Attempt recording: We'd like to move the "attempt log" into the database. Each attempt should be linked to a particular version of a problem, and should record a timestamp, what the user entered, and the score that the user recieved on that attempt.

Problem versions: We need the ability to provide students with multiple "versions" of a single problem. Users can get additional practice, or verify that they understand the concept underlying the problem, by attempting multiple versions.

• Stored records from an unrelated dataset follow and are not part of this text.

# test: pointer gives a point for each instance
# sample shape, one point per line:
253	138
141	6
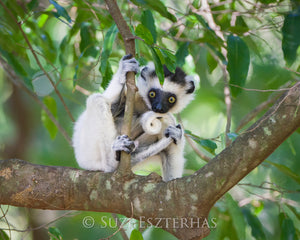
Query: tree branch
128	38
47	187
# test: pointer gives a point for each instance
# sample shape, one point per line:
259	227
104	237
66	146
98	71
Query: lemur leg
145	152
113	91
95	130
173	156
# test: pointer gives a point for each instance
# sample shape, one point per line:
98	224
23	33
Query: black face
161	102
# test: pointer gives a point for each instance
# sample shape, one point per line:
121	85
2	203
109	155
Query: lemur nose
158	108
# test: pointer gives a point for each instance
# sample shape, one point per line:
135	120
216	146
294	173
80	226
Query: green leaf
157	6
288	231
158	65
291	37
107	76
238	63
286	171
182	53
232	136
3	235
211	62
147	20
144	33
207	144
136	235
54	233
240	26
256	226
237	217
41	84
109	39
87	43
47	122
169	59
61	11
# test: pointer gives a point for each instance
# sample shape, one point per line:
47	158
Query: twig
196	150
43	225
125	164
37	59
207	14
121	226
14	79
6	221
192	144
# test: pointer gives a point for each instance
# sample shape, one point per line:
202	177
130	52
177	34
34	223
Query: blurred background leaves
253	44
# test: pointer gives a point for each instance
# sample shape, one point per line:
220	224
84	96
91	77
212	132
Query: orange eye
152	94
172	99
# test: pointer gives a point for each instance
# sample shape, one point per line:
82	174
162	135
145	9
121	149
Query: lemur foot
128	64
174	132
123	143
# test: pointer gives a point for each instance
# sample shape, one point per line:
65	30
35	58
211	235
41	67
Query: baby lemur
96	138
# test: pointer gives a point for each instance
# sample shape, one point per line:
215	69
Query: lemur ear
191	84
167	72
179	76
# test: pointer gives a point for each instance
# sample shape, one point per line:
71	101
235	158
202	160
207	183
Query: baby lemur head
173	96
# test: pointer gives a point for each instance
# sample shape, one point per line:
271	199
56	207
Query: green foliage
77	43
136	235
47	122
291	36
61	12
256	226
238	63
3	235
148	21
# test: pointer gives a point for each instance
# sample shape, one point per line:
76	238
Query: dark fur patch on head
143	73
152	74
191	88
167	72
179	76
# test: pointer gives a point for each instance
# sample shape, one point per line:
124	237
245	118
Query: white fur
95	138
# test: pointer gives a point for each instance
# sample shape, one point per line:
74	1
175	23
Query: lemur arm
172	135
113	91
145	152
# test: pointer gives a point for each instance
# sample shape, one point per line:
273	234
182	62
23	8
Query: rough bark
44	187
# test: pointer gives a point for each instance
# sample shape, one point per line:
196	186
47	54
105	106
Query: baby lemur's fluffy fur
97	139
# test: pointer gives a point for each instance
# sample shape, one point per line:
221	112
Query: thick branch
34	186
128	38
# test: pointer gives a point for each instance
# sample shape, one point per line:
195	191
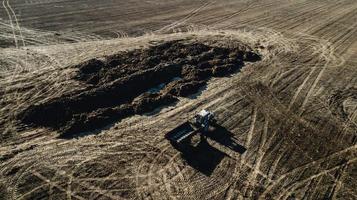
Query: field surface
88	90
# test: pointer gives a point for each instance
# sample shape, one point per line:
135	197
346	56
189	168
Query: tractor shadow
202	156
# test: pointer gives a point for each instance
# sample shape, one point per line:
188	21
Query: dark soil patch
118	85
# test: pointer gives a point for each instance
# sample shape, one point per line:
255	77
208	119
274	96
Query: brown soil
136	82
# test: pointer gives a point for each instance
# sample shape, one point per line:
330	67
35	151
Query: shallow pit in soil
136	82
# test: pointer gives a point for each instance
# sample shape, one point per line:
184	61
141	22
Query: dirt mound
343	103
136	82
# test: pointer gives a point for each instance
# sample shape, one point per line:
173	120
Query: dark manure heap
136	82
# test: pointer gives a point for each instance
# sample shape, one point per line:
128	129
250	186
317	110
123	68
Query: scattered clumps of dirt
343	103
136	82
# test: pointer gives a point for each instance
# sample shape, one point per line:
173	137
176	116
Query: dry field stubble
294	110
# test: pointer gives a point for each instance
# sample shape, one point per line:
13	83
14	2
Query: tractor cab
203	119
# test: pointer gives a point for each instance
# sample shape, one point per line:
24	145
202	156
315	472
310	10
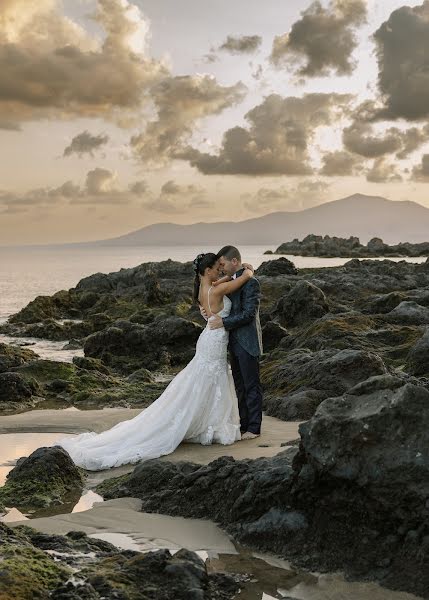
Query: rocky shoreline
347	351
336	247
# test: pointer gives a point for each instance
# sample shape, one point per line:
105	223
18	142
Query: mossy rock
14	356
47	477
28	573
44	370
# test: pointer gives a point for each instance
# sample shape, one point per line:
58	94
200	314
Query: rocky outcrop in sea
346	352
333	247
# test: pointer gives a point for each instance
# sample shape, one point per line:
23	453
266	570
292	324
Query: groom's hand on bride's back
216	322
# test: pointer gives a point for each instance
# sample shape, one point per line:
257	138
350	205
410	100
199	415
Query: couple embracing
203	404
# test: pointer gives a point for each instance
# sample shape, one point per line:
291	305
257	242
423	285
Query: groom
245	343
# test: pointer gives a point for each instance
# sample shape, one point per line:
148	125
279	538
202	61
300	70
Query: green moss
43	370
34	494
28	573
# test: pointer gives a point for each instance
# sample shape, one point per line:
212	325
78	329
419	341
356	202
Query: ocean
27	272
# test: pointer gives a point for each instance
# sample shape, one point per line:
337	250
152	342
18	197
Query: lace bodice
199	405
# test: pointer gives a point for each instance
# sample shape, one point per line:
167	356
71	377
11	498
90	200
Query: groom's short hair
229	252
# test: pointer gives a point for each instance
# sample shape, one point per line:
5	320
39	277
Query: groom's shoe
248	435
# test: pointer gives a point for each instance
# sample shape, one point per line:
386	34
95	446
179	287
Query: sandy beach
121	516
274	433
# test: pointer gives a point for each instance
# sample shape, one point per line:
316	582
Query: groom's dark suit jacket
243	321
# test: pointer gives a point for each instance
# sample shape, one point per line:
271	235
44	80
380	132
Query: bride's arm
221	280
229	287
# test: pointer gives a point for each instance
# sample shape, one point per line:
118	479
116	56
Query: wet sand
275	432
120	522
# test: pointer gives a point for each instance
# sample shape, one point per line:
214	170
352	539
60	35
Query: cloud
100	188
85	143
322	40
305	194
276	141
340	163
139	188
402	50
100	181
360	138
51	68
421	172
245	44
175	198
382	172
180	102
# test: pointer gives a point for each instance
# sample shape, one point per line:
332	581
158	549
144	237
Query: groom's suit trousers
245	371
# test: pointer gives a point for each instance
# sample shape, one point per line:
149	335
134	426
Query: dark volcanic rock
296	382
363	483
128	346
305	302
47	477
410	313
272	334
14	356
418	358
273	268
327	246
226	490
355	498
14	388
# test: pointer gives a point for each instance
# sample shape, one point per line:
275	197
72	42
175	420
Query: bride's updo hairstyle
201	263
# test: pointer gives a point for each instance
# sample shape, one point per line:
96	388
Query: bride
199	405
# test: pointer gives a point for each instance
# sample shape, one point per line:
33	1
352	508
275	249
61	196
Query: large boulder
410	313
305	302
226	490
129	346
272	335
14	389
47	477
273	268
418	357
14	356
362	480
296	382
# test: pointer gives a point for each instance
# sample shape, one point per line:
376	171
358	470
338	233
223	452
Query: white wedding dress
199	405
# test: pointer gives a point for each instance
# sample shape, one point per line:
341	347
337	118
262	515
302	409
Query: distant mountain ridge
357	215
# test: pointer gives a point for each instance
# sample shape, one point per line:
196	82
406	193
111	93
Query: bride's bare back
211	296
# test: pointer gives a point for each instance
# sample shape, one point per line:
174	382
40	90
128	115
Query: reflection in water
87	501
263	577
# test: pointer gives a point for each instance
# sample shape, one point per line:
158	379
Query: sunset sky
116	114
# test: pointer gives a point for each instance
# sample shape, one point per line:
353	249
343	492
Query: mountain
359	215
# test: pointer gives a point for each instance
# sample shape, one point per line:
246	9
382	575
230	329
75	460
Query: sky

Group selection: We want to be able to, on a per-version basis, select a PG source file from a group as well as generating a problem seed. Several ways to do this have been discussed, including:

  • We could handle this entirely from within the .pg language by adding an include function (which may already exist in some form). The .pg "group problem" file itself could randomly select which of a number of source files to render and return. -- Main.MichaelGage
    • This would work, but we professors to be able to do group problem selection without looking at PG code at all. -- Main.SamHathaway - 21 Oct 2004
  • The solution we came up with is to allow a "problem" object to actually represent a group of problems, by using a specially-formatted string for the problem source. Each time a new version is created, a particular problem source is selected. So now we've got a situation in which a "problem" object represents a group of possible problems, not a single problem. This is primarily a philosophical problem. -- Main.SamHathaway
    • Instead of using a specially-formatted source file string, we can break it out into multiple fields. -- Main.SamHathaway - 21 Oct 2004

Assignments vs Versions: We need to separate the idea of an "assignment" (which links a problem and a user) from the idea of a "version" (which represents a unique problem seed and results in a unique version of the problem). Once this is separated, we can do nifty things like generating multiple versions of an assigned problem on-the-fly or giving the user the ability to attempt multiple versions (for practice). This also makes it easier to "kick" a poorly-designed problem if a particular problem seed is causing problems. Each attempt would be linked to a particular version of the problem, so that if a version caused problems, those attempts could be invalidated (or deleted altogether). Each version could have a weight associated with it (or at least a "score this attempt" flag).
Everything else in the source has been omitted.